The Quebec trial was started in 1988 and used PSA as the screening test (cut-off 3 µg/L), at the initial screen also DRE was used (26). Unlike the Swedish studies, it allocated more men to the screening than control arm (2:1). The target age group was very broad, 40–79 years. Screening was offered on annually, but compliance was low (24%) and 7% of the men in the control group sought screening on their own at Laval University. The results demonstrated no mortality reduction between the trial arms with RR =1.0, 95% CI: 0.8–1.3 (Table 2) (though the investigators presented an analysis of screened vs. non-screened men and claimed that the results showed a screening benefit).
The PLCO trial recruited volunteers aged 55–74 years from 10 centers. Both PSA and DRE were used in the three first annual screens and PSA only (cut-off 4 µg/L) in the last two rounds. The incidence of prostate cancer at 13 years was 108 per 10,000 person-years in the screening arm and 97 in the control arm (RR =1.12, 95% CI: 1.02–1.17) (27).
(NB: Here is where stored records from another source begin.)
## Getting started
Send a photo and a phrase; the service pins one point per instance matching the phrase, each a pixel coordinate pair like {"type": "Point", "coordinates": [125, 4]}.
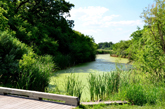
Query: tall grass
{"type": "Point", "coordinates": [73, 86]}
{"type": "Point", "coordinates": [103, 85]}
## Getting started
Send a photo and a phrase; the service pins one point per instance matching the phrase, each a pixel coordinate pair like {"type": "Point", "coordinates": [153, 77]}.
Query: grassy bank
{"type": "Point", "coordinates": [135, 87]}
{"type": "Point", "coordinates": [126, 106]}
{"type": "Point", "coordinates": [103, 51]}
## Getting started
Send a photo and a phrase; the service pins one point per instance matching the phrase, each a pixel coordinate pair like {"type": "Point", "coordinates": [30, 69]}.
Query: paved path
{"type": "Point", "coordinates": [13, 102]}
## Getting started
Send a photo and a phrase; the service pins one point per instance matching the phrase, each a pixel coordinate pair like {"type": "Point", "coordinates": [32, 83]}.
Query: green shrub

There were 255 deaths from prostate cancer in the screening and 244 in the control arm by 15 years, with an RR =1.04, 95% CI: 0.87–1.24 (28). The study population was large, but prostate cancer mortality was lower than in the US population at large. It had weaknesses in diagnostic evaluation, as only a third of the screen-positive men underwent a prostate biopsy. Contamination was substantial, as 45% of the men in the control arm had been screened within 3 years prior to baseline, and extensive PSA testing continued in the control arm during the intervention phase (29). A recent modelling study suggested that if the conduct of the PLCO trial had been similar to the ERSPC, it would have shown a mortality benefit (and vice versa for ERSPC) (30). Similar conclusions have also been reached by other investigators (31-33).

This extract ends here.